RNGmaster wrote:But you are hostile to the mainstream gaming community and reviewers in general - I don't need to link, there have been plenty of posts to this effect within this thread. We can't be surprised if reviewers think we're a community of insular, arrogant, elitist bullies when there's such venom spewed towards them on these boards.
From this community's point of view, it's a tragicomic situation to see a modern game reviewer put in a position where he/she has to pass off an opinion on a genre that has become impossible to understand in the context of American gaming and, moreover, from the vantage point of modern game criticism. It feels like you're reading a Rolling Stone writer's too-hip-to-be-square musings about a Bartok string quartet or Stravinsky ballet. The basics are usually there but nothing about the reviews sound more convincing than what you might here from a clerk at the closest Gamestop.
Rather than think we're a bunch of pricks, the modern gaming establishment likely doesn't think of the shmup community at all, to the point where it doesn't matter how much attitude people throw around. As I've said before, most modern gamers are too wrapped up in trying to stay hip to as many "triple-A" (and hipster) titles as possible and don't have time to give a shit what a bunch of Cave or Psikyo fans think of anything. One of my good friends is a gamer of that ilk and just considers my love for shmups an incomprehensible oddity. Rather than even attempt to meet me halfway, he'll just keep trying to convince me to buy an American 360 so I can tell him what I think of
Mass Effect.
RNGmaster wrote:
And tate is really strange, even to me. Not many people are hardcore enough to do irreparable damage to their TV joke! just so they can play games the way they were "meant to" be played.

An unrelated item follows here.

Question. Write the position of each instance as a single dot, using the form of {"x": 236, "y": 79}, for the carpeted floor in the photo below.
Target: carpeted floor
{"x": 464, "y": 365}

I didn't bother tate-ing until I got my Dreamcast and tried it with
Ikaruga and
Gunbird 2. While it does massively improve the games, I don't feel that it's 100% necessary to weigh the idea on newer adherents. I got into shmups as a fan of horizontal games like
Gradius III,
UN Squadron, and
R-Type and feel that those kinds of games are the easiest entry points for potential American fans. I didn't get into tate-able titles until I was deeply interested in the genre and importing used Japanese stuff (a bit much to ask of a newbie).